The album's point of view-- if you could call it that-- feels awkward and out of date. Whether you take a line like "Money is the reason we exist/ Everybody knows that it's a fact/ Kiss kiss" with a 10-carat grain of salt is up to you, but even as a jab at the chihuahua-in-Paris-Hilton's-handbag lifestyle, it feels limp and pointless (unlike, say, Lily Allen's mock-vapid but slyly observant 2008 single "The Fear"). Still, the dollar signs in its eyes aren't an inherent strike against Born to Die: Even in the wake of an international debt crisis and the Occupy movement, it was hard not to fall for Watch the Throne. But that's because Jay and Kanye made escapist fantasy sound so fun. Del Rey's gem-encrusted dreamworld, meanwhile, relies on clichés ("God you're so handsome/ Take me to the Hamptons") rather than specific evocations.
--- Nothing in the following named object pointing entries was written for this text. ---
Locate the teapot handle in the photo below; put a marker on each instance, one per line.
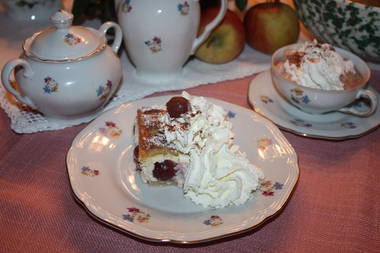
(222, 12)
(5, 78)
(118, 34)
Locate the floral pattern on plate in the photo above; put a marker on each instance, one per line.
(110, 130)
(51, 85)
(267, 188)
(184, 8)
(87, 171)
(231, 114)
(135, 214)
(213, 221)
(166, 214)
(298, 96)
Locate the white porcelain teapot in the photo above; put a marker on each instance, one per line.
(66, 71)
(160, 35)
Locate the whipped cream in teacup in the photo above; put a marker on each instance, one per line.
(317, 65)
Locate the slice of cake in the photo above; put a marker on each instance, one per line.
(189, 142)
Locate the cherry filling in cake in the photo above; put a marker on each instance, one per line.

It's a fantasy world that makes you long for reality.

And speaking of fantasy: The conversation surrounding Lana Del Rey has underscored some seriously depressing truths about sexism in music. She was subjected to the kind of intense scrutiny-- about her backstory and especially her appearance-- that's generally reserved for women only. But the sexual politics of Born to Die are troubling too: You'd be hard pressed to find any song on which Del Rey reveals an interiority or figures herself as anything more complex than an ice-cream-cone-licking object of male desire (a line in "Blue Jeans", "I will love you till the end of time/ I would wait a million years," sums up about 65% of the album's lyrical content). Even when Del Rey offers something that could be read as a critique ("This is what makes us girls/ We don't stick together 'cause we put our love first"), she asks that we make no effort to change, escape, or transcend the way things are ("Don't cry about it/ Don't cry about it.") In terms of its America-sized grandeur and its fixation with the emptiness of dreams, Born to Die attempts to serve as Del Rey's own beautiful, dark, twisted fantasy, but there's no spark and nothing at stake.

The critic Ellen Willis once wrote of Bette Midler: "Blatant artifice can, in the right circumstances, be poignantly honest, and she expresses the tension between image and inner self that all of us-- but especially women-- experience." But Born to Die never allows tension or complexity into the mix, and its take on female sexuality ends up feeling thoroughly tame. For all of its coos about love and devotion, it's the album equivalent of a faked orgasm-- a collection of torch songs with no fire.